It came again, low and guttural and unmistakably feral.
Growling.
Every muscle in my body locked, and my breath caught in my throat. The fire that had felt so comforting seconds ago suddenly seemed pathetic, a pinprick of light swallowed by an ocean of black.
I strained to see past the flames, but there was nothing except darkness pressing in from all sides. The growling continued, circling somewhere just beyond the firelight.
A pair of red eyes emerged from the black.
My stomach dropped. “Shit!” A dingo.
"Get away!" I grabbed a burning stick from the fire and thrust it out in front of me.
The pair of red eyes became four. Then six. Then ten.
Oh, God, there was a whole pack of them.
"Get lost! Go!" I waved the flaming stick, and my hands trembled so badly the flames danced wildly in the air.
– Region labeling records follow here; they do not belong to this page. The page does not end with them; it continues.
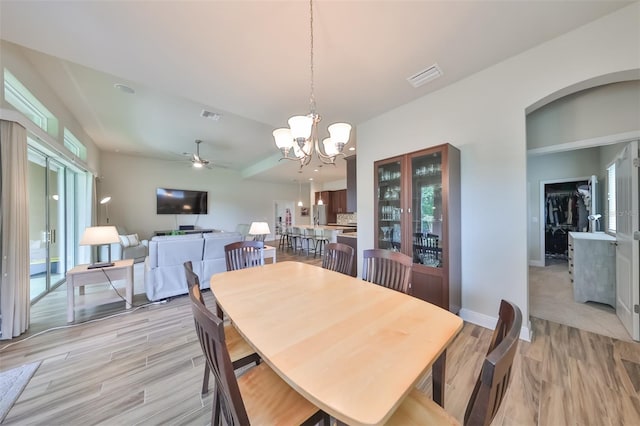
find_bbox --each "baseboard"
[459,308,531,342]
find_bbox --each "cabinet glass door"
[376,159,402,251]
[411,152,442,268]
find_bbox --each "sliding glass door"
[28,147,78,302]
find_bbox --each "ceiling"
[0,0,632,182]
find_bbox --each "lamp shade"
[80,226,120,246]
[249,222,271,235]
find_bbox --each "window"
[64,127,87,161]
[607,163,616,233]
[4,68,58,136]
The wild dogs moved in the shadows, barely visible, circling beyond the fire, at my sides, behind me. Shit! Maybe they smell the blood on the other side of the tree where Mitch had gutted the rabbit.
The growls deepened, and the snarls grew vicious. A sharp yelp cut through the night, one must have snapped at another.
What do I do? Yell? Stay still? I couldn't run, not with my shredded heels, and not weak and dehydrated and barely able to stand. Plus, Mitch had told me to stay here, or he'd never find me.
I had to stay and fight.
I scanned the darkness, pulse hammering in my ears as I tried to track their movements. But the dingoes were just shadows within shadows. I heard them, though. Eerie howls, low snarls, and soft footsteps circling closer.
One emerged from the darkness. A beast straight out of a nightmare. Its eyes reflected the firelight in twin points of yellow-green, and its lips were pulled back, baring sharp, stained teeth.
"Get back!" My voice came out high and shaky.
The scrawny bastard didn't retreat. It just watched me, waiting. Calculating.
Another appeared to my left. Then a third to my right.
Shit. I’m surrounded.
"Stay back!" I waved the flaming stick in a wide arc, creating a barrier of fire between us.
They backed up slightly, but not nearly enough.
More eyes appeared in the darkness. Four. Five. Six pairs gleaming in the firelight. They kept coming, emerging from the shadows like ghosts. Seven. Eight. Ten. Twenty pairs of eyes, all fixed on me, circling, snarling, and drooling.
"Shit! Get back!" I lunged forward with the flaming stick.
But there were too many of them.
The largest one in the pack stepped forward, testing me.
I swung the torch at the alpha. "Get away!"
He dodged back, but not far enough.
They weren't leaving, and they weren't afraid of me.
Behind me, the main fire was dying. I needed more wood on those flames right now, but I couldn't turn my back on these bastards. Not for a second.